Bunaken National Park extends over an area of 890.65 km^{2} of which only 3% is terrestrial, including Bunaken Island, as well as the islands of Manado Tua, Mantehage, Nain and Siladen.

The waters of Bunaken National Marine Park are up to 1,566 m deep in Manado Bay, with temperatures ranging between 27 and 29 °C. It has a high diversity of - corals, fish, echinoderms and sponges. Notably, seven of the eight species of giant clams globally occur in Bunaken. It also claims to have seven times more genera of coral than Hawaii, and has more than 70% of all the known fish species of the Indo-Western Pacific.

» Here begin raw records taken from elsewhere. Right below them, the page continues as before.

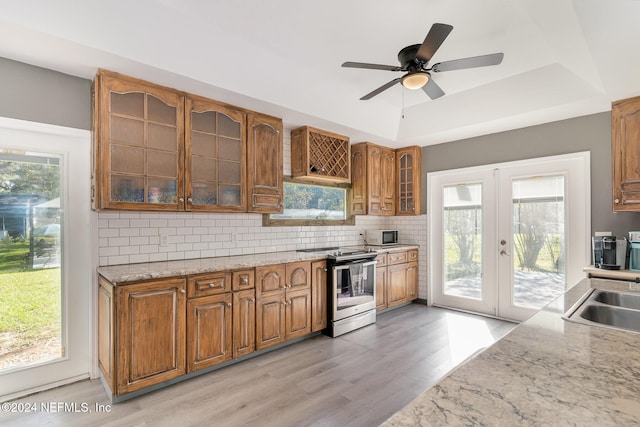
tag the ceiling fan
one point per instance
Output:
(414, 60)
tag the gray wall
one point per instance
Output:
(41, 95)
(588, 133)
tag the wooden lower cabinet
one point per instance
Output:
(412, 281)
(244, 322)
(209, 331)
(318, 296)
(270, 320)
(147, 330)
(381, 282)
(283, 303)
(157, 330)
(298, 314)
(397, 282)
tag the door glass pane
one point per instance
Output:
(462, 220)
(30, 259)
(538, 240)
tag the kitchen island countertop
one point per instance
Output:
(547, 371)
(127, 273)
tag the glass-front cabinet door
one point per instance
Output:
(140, 147)
(215, 153)
(408, 180)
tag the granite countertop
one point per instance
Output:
(614, 274)
(547, 371)
(126, 273)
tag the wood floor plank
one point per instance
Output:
(358, 379)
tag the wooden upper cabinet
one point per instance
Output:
(319, 155)
(373, 179)
(359, 179)
(139, 153)
(215, 156)
(387, 174)
(408, 181)
(264, 159)
(159, 149)
(625, 153)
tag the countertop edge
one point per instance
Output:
(128, 273)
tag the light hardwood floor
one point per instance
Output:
(358, 379)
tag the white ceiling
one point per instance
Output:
(562, 58)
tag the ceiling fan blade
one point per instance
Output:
(432, 89)
(381, 89)
(437, 34)
(473, 62)
(371, 66)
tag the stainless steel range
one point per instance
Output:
(352, 290)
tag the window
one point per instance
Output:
(309, 204)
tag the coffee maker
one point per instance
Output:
(634, 252)
(610, 252)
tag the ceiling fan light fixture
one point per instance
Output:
(415, 81)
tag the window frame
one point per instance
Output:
(350, 219)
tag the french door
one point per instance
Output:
(507, 239)
(45, 246)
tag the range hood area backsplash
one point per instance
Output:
(134, 237)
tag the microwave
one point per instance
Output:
(382, 237)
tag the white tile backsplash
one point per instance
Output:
(134, 237)
(127, 238)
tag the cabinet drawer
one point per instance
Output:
(243, 279)
(208, 284)
(381, 260)
(396, 258)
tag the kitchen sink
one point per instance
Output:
(619, 299)
(609, 309)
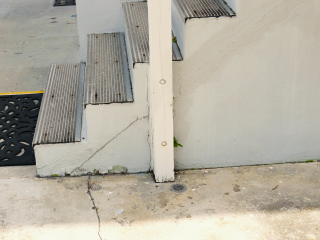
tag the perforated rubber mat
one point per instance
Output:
(18, 118)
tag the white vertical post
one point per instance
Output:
(160, 89)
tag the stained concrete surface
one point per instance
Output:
(34, 35)
(258, 202)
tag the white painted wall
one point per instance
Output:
(98, 16)
(233, 4)
(247, 91)
(160, 89)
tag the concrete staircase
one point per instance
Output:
(94, 116)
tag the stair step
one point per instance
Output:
(57, 121)
(107, 78)
(136, 15)
(204, 8)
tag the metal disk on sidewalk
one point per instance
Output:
(64, 2)
(18, 118)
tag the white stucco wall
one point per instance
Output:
(98, 16)
(247, 91)
(233, 4)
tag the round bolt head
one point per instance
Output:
(164, 143)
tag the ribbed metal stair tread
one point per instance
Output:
(107, 78)
(204, 8)
(58, 112)
(136, 15)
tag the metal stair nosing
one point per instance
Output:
(136, 20)
(204, 8)
(107, 78)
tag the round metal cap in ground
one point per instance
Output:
(178, 188)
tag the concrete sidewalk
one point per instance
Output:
(260, 202)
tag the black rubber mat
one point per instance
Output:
(18, 118)
(64, 2)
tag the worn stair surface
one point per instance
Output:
(204, 8)
(136, 15)
(59, 115)
(107, 75)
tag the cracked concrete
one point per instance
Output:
(94, 205)
(257, 202)
(79, 170)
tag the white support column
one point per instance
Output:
(160, 89)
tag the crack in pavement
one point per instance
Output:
(94, 205)
(79, 168)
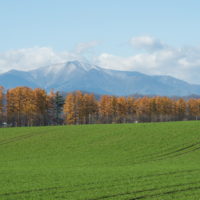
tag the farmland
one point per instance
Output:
(96, 162)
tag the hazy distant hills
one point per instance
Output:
(76, 75)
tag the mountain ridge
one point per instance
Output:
(75, 75)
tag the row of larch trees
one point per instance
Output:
(83, 109)
(23, 106)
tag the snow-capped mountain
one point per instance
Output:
(75, 75)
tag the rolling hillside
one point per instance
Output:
(96, 162)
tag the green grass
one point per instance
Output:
(153, 161)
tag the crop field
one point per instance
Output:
(153, 161)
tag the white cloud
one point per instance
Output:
(182, 63)
(83, 47)
(146, 42)
(31, 58)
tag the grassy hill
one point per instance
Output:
(95, 162)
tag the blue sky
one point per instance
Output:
(101, 29)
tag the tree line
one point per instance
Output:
(23, 106)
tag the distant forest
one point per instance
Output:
(23, 106)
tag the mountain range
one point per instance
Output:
(75, 75)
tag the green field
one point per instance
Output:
(159, 161)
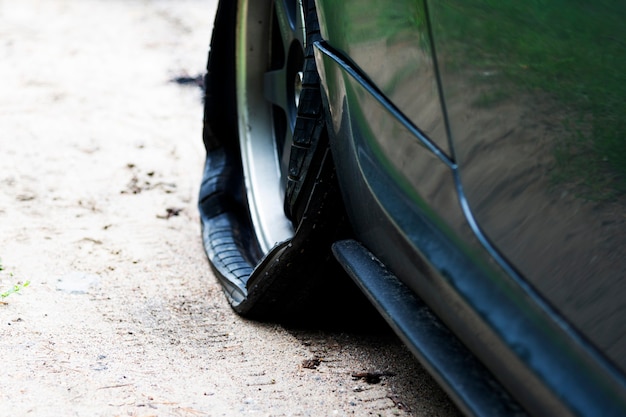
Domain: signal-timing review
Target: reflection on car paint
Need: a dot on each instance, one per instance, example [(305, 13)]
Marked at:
[(535, 97), (389, 42)]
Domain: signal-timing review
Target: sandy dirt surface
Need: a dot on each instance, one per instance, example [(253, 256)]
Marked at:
[(101, 158)]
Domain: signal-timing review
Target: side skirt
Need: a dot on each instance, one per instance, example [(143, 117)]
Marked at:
[(456, 369)]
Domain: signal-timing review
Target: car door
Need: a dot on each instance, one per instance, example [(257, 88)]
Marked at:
[(535, 94)]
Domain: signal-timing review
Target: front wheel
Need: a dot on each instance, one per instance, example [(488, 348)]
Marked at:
[(269, 201)]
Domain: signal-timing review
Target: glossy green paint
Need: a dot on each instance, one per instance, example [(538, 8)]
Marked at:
[(535, 93), (388, 41)]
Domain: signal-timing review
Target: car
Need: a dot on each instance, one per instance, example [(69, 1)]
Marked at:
[(464, 162)]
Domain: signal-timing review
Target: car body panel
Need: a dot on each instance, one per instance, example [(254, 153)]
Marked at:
[(407, 203), (493, 316), (390, 43), (534, 94)]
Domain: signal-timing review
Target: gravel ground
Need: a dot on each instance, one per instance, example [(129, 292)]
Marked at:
[(101, 158)]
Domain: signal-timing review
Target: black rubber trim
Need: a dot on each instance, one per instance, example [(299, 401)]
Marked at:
[(466, 380)]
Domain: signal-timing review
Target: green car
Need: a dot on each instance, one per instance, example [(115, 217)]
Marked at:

Oceanic currents may explain, in part, why Bunaken National Marine Park has such a high level of biodiversity. Northeasterly currents generally sweep through the park but abundant counter currents and gyros related to lunar cycles are believed to be a trap for free swimming larvae. This is particularly true on the south side of the crescent-shaped Bunaken Island, lying in the heart of the park. A snorkeler or diver in the vicinity of Lekuan or Fukui may spot over 33 species of butterfly fish and numerous types of groupers, damsels, wrasses and gobies. The gobies, smallish fish with bulging eyes and modified fins that allow them to attach to hard surfaces, are the most diverse but least known group of fish in the park.